# SPDX-FileCopyrightText: © 2024 Seirdy <seirdy@seirdy.one>
# SPDX-FileCopyrightText: © 2025 Bart Groeneveld <avi@bartavi.nl>
# SPDX-License-Identifier: CC-BY-SA-4.0

# My own additions:

User-agent: ia_archiver
Disallow: /

# The motivation

# Imagine someone walking on the street. That person is certainly in public space
# and can be viewed by anyone. Now change the situation by adding a camera that
# is filming this public space, and recording every moment to another publicly
# accessible space. We all understand there is a difference between the
# situation before and after the camera was added, right?  It is all the same
# for websites: everyone can view this website, but I will ask people to not put
# a 'camera' on it recording every moment to another publicly accessible space.

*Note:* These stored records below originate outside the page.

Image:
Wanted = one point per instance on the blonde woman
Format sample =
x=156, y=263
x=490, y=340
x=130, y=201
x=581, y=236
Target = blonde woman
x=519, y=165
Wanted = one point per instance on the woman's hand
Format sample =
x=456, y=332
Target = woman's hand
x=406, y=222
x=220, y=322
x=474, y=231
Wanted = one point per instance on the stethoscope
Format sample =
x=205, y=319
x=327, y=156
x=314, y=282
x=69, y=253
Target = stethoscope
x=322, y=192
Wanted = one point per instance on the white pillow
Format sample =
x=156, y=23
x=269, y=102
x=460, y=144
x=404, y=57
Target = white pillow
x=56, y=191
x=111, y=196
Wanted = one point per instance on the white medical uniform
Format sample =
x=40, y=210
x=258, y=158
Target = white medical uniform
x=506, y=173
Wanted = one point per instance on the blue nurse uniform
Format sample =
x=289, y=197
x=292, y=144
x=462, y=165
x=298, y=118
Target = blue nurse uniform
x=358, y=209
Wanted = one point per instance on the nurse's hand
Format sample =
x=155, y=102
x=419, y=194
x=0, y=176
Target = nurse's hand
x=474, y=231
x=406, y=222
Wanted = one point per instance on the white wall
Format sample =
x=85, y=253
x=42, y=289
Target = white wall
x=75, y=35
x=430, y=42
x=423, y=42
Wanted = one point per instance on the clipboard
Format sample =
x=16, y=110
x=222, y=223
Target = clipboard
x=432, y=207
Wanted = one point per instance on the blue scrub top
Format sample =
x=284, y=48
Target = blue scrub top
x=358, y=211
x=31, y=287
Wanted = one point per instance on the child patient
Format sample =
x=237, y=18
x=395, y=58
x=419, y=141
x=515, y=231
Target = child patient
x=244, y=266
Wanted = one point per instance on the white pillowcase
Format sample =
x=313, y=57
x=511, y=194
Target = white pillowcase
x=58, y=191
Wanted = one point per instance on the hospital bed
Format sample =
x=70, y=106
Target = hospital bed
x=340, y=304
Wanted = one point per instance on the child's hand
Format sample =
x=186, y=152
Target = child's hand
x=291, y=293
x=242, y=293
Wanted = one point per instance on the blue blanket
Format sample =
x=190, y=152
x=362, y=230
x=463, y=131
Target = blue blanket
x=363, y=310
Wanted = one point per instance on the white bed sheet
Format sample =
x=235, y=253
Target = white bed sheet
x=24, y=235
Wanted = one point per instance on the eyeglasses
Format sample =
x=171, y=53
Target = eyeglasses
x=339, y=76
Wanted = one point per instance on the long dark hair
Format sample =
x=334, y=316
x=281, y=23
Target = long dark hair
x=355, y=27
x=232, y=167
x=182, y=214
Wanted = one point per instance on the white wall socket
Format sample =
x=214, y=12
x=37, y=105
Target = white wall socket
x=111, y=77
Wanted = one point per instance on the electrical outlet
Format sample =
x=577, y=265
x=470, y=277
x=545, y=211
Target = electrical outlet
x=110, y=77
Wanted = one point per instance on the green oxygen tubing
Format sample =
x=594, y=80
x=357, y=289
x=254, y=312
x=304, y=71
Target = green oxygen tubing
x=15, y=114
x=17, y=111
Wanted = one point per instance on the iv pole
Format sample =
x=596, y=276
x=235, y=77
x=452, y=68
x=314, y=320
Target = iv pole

# Q: How about The Internet Archive?
# A: I consider archiving only necessary for actual public information. Think
# governments, news, court decisions, etc. Not personal websites.

# Q: Do you have you something to hide?
# A: Yes. Not necessarily because my actions are questionable,
# but because your judgement may be.
# But also because I make errors. I should be able to fix them.
# I should not get haunted by my wrong-doings for the rest of my life.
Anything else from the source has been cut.